We all have a vague idea of what “copyright” means (i.e., legal protection of written creations). But what is “copyleft?” Is that even a real word?
Although it varies from country to country, copyright generally gives authors a number of rights relating to their works, including the exclusive right to copy, distribute, and adapt the work. [Source: Copyright – Wikipedia. [Downloaded October 20, 2010 from http://en.wikipedia.org/wiki/Copyright] The United State Constitution explains that the purpose of copyright law is “to promote the Progress of Science and useful Arts, by securing for limited Times to Authors and Inventors the exclusive Right to their respective Writings and Discoveries.” [Source: US_Copyright_Law – Wikipedia. Downloaded October 20, 2010 from http://en.wikipedia.org/wiki/US_Copyright_Law]
So what happens when copyright law starts interfering with the promotion of useful arts? For example, what would the writers of the Constitution think of American music companies suing independent artists for sampling other works? And what about computer programmers who get sued for borrowing code from other programs? This is where “copyleft” comes in.

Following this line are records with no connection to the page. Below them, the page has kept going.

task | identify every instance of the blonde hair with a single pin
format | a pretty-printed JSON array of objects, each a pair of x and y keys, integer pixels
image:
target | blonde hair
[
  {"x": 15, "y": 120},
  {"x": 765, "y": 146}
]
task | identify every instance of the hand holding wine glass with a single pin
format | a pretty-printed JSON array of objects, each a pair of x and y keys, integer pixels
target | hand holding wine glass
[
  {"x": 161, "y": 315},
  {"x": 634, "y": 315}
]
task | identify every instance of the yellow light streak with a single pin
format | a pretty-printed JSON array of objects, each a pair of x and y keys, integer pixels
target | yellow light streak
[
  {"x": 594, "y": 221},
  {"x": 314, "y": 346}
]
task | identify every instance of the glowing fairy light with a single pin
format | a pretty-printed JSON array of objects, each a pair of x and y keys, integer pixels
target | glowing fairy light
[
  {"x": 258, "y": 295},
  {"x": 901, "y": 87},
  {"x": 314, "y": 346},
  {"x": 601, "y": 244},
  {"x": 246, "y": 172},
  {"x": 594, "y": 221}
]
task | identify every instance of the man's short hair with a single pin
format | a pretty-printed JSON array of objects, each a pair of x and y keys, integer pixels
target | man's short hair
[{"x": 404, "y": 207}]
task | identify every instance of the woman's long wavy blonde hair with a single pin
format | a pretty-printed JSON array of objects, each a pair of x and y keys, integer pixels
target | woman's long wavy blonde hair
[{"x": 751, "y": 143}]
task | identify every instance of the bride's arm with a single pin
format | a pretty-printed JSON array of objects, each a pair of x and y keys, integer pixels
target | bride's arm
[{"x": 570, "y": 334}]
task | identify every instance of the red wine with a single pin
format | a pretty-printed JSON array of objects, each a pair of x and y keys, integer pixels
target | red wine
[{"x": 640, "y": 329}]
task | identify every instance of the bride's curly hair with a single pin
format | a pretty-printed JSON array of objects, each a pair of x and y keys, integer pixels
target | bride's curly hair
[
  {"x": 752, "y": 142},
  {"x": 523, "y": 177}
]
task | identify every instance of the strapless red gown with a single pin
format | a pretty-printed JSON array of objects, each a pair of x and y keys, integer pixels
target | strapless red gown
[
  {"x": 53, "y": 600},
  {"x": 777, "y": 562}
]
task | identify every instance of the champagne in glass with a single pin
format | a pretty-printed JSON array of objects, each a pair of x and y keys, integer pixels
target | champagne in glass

The word “copyleft” is an annoying play on the word “copyright” (annoying because the “right” in “copyright” is not the opposite of “left,” but rather refers to a legal right), but it stands for a real legal movement that is probably here to stay. Copyleft refers to the methods that certain authors use to make their works freely available to others, while requiring that the work remain free if it is subsequently distributed. Copyleft is essentially a form of intellectual property licensing under which authors choose to retain fewer rights than they could retain under copyright law. [Source: Copyleft – Wikipedia. Downloaded October 20, 2010 from http://en.wikipedia.org/wiki/Copyleft.]
An example of copyleft licensing is GNU’s GPL License, the standard license used by many software creators to provide open-source software and ensure that such software remains open-source, even when modified.[Source: GPL_License – Wikipedia. Downloaded October 20, 2010 from http://en.wikipedia.org/wiki/GPL_License]
Subject to certain terms posted on GNU’s website, software developers are free to use the GNU GPL License for their software.